There are two microphones on most Android devices and three on the iPhone. On the Android device there is one at the top edge of the phone and one on the bottom edge next to the charging port. On an iPhone there are three microphones, on the front panel at the top, one on the rear of the phone at the top and one on the bottom edge. These microphones are omni-directional microphones and pick up sound from all around the device. If you are trying to record the teacher or lecturer there will be a number of issues with just using the smartphones own microphone.

   1. Distance from the speaker- sound intensity drops according to the inverse square law- if a phone is twice as far away from the speaker as another phone, the sound intensity at the second phone is one quarter of the first phone.

inverse square law

   2. Poor room acoustics will distort any sound received at the phone’s microphone. Sound from the speaker will bounce off the walls, ceiling and floors and arrive a fraction of a second later than sound received directly from the speaker. It has had further to travel and thus arrives later at the phone’s microphone. So instead of getting a clear sound, there will be a spectrum of sound arriving at the microphone making the recording distorted.

   3. Noise between the speaker and the microphone will be picked up by the phone’s microphone. So the more people between the phone and the speaker the more noise will be picked up by the phone. Because the interfering sound is closer to the phone than the speaker it will be competing strongly in terms of volume as a result of the effect of the inverse square law.

    4. Noise to the side of the phone and behind the phone will also be picked up creating more interference.

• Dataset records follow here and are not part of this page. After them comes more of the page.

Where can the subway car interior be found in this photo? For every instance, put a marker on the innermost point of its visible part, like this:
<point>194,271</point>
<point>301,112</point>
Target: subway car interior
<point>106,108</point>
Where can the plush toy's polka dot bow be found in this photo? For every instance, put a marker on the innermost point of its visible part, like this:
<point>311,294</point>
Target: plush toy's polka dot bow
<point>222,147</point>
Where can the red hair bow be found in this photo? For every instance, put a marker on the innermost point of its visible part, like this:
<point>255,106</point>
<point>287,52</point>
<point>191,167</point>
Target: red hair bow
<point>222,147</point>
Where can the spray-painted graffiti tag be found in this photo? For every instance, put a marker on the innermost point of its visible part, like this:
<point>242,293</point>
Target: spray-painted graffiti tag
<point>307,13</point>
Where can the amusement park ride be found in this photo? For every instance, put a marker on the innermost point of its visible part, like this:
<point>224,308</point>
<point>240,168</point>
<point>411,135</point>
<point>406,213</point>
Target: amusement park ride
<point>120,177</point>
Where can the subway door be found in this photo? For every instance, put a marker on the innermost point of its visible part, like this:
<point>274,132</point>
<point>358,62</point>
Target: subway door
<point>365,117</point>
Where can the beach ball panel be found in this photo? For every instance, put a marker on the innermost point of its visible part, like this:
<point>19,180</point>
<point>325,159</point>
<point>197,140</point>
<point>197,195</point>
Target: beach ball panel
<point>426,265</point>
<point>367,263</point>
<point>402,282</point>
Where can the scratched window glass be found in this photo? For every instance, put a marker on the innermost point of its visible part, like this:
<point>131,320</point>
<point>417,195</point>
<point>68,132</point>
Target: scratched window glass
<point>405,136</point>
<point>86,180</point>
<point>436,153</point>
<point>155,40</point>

To reduce the effect of this interference there are two solutions. 

   1. Using a directional microphone can greatly help the sound quality as it can be pointed at the speaker focussing on the direction from which the speaker’s voice is coming from. This will eliminate interference from the side and rear of the phone but will still be subject to noise between the speaker and the phone, and also to the effect of room acoustics. Directional microphones are relatively inexpensive so they are a cost effective solution which will improve the audio quality in a lecture hall or school classroom.

    2. Using a wireless microphone. A wireless microphone comprises a transmitter microphone and a receiver. The transmitter microphone can be placed next to or worn by the speaker and the receiver plugged into the phone using a special connecting cable. This largely overcomes the issues of distance between speaker and phone, the effect of poor room acoustics as the sound has only a short distance to travel before it reaches the wireless microphone, and interference from noise around the phone and between the phone and the speaker is eliminated. They are however, a lot more expensive than the standard directional microphone.

To connect a standard directional or wireless microphone to a smartphone requires an additional cable as the standard stereo plug supplied with most microphones does not work. The smartphone has a 4 pin connection which enables users to connect both audio out to a headset or earphones and a microphone input. However, a 4 pin or TRRS plug is required to make the connection. Conversor manufacture a range of cables and connectors which enable the connection of a range of directional and wireless microphones to a smartphone.